The installation created by Dan Horan invites passersby to use the phone without dialing a number or expecting someone to answer on the other end in the traditional sense.
Instead, participants are encouraged to share their thoughts, memories, and emotions.
The project drew widespread attention after a young boy's emotional message to his mother in heaven went viral.
"Hey, Mom, I know you're up there in heaven, watching down on me. My brother Zy passed away," the boy said in a recording captured at the installation.
Horan said the moment occurred on the first day he set up the phone at LOVE Park.

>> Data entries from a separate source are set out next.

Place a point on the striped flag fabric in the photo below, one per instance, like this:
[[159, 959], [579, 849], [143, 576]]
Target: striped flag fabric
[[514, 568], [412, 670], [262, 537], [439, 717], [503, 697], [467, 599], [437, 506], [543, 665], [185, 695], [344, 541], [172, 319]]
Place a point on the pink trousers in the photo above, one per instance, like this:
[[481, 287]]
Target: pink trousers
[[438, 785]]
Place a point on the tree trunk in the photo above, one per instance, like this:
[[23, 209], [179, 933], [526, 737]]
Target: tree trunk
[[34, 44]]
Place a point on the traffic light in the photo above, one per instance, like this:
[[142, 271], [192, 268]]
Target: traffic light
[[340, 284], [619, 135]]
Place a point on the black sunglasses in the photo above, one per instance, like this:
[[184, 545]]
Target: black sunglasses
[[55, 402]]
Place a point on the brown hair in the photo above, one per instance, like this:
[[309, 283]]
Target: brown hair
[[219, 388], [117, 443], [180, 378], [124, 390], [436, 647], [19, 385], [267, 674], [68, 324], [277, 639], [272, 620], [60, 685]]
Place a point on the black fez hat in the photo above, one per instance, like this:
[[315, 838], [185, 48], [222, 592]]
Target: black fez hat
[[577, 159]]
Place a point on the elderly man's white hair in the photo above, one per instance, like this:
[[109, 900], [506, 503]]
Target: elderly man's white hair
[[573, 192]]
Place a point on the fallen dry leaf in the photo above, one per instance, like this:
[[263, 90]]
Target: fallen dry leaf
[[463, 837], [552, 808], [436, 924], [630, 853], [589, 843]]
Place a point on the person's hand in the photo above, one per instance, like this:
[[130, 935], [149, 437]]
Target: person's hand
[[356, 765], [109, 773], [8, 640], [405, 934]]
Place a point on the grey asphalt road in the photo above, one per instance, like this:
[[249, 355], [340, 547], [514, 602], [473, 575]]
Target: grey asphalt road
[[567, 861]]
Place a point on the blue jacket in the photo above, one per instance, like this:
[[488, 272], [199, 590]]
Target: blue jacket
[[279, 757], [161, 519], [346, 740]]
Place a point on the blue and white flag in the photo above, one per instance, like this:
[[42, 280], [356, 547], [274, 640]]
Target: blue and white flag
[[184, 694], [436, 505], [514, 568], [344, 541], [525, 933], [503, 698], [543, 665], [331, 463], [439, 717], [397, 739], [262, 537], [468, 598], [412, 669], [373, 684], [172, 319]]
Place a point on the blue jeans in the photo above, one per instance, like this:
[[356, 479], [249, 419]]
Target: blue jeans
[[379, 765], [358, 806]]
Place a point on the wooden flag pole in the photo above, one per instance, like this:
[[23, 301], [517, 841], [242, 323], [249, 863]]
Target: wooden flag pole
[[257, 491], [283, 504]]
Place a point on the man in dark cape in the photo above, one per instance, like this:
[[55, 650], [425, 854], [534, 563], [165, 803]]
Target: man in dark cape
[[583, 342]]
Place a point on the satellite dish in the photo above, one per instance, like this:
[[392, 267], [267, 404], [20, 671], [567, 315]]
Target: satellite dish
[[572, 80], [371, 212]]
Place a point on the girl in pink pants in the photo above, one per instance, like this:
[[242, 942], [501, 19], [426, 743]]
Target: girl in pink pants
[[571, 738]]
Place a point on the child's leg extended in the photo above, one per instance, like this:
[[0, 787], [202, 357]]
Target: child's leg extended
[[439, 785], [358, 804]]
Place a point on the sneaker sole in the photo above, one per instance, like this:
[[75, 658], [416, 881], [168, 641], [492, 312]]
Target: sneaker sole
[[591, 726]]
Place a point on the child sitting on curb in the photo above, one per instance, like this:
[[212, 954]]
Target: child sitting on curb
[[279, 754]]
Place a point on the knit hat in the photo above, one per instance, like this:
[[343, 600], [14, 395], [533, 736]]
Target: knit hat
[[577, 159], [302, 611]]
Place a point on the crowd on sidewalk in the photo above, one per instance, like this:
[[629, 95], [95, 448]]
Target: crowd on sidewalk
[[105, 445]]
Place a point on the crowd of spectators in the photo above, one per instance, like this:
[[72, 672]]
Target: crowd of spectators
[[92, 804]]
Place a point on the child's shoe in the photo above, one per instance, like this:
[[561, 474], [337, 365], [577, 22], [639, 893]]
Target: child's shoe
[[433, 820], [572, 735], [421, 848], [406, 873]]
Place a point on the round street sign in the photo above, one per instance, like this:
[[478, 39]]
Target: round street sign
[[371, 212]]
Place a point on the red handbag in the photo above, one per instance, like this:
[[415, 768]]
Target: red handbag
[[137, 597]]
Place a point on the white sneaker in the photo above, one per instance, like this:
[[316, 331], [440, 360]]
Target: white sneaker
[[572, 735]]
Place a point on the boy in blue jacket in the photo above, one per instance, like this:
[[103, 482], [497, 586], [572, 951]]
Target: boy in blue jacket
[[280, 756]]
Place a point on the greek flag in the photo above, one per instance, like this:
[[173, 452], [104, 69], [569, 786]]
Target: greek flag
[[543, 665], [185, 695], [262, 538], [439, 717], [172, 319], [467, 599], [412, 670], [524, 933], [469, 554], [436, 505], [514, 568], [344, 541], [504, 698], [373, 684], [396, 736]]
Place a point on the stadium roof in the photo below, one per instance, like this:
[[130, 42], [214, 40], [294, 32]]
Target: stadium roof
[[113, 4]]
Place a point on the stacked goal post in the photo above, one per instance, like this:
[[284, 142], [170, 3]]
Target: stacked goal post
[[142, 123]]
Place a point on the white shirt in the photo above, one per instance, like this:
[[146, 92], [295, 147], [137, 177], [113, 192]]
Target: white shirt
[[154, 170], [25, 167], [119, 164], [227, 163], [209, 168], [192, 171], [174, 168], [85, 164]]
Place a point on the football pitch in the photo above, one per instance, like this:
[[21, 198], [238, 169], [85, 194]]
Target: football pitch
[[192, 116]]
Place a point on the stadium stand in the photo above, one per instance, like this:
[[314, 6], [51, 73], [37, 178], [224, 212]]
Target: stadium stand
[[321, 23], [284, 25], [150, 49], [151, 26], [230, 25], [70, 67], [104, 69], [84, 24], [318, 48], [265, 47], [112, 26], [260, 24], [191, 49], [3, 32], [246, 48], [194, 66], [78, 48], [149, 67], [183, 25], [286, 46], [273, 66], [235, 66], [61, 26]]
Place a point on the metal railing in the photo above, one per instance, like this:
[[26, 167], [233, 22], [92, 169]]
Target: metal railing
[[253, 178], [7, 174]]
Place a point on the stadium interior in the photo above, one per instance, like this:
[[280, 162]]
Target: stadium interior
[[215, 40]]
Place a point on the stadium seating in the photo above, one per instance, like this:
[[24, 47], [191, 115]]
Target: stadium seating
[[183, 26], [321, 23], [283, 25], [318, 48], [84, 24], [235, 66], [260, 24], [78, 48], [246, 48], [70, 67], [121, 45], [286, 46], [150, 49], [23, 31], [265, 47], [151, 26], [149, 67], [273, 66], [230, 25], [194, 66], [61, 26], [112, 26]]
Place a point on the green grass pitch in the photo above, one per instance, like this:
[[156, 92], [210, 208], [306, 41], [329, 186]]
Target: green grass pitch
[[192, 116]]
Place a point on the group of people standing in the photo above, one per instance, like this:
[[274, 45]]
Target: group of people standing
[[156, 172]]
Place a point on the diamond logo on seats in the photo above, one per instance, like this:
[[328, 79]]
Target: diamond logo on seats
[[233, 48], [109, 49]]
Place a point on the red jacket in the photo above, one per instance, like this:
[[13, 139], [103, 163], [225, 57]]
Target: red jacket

For the past week, he has offered visitors an opportunity to express what is on their minds.
Some of those conversations have focused on personal struggles and hardships.
"Things are still hard; they're expensive. It's hard to make ends meet," one woman said before breaking down in tears.
Horan said the project taps into a type of human connection that has become less common in an era dominated by digital communication.
"You used to be able to feel how excited or sad or mad somebody was when you picked up the phone and answered them, and now it's all through text or message or, like, through status. And you can't feel that energy unless it's, like, some weird emoji, you know?" Horan said.
He said the simple act of using a traditional telephone appears to encourage people to open up.
"For some reason, that phone - just picking it up. It brings out that energy that we all used to have when we would pick up the phone 20 years ago and talk to another," Horan said.
Horan said he has conducted social experiments around the city for the past two years.
He plans to continue the phone installation at LOVE Park and in Northeast Philadelphia at Frankford and Cottman, weather permitting.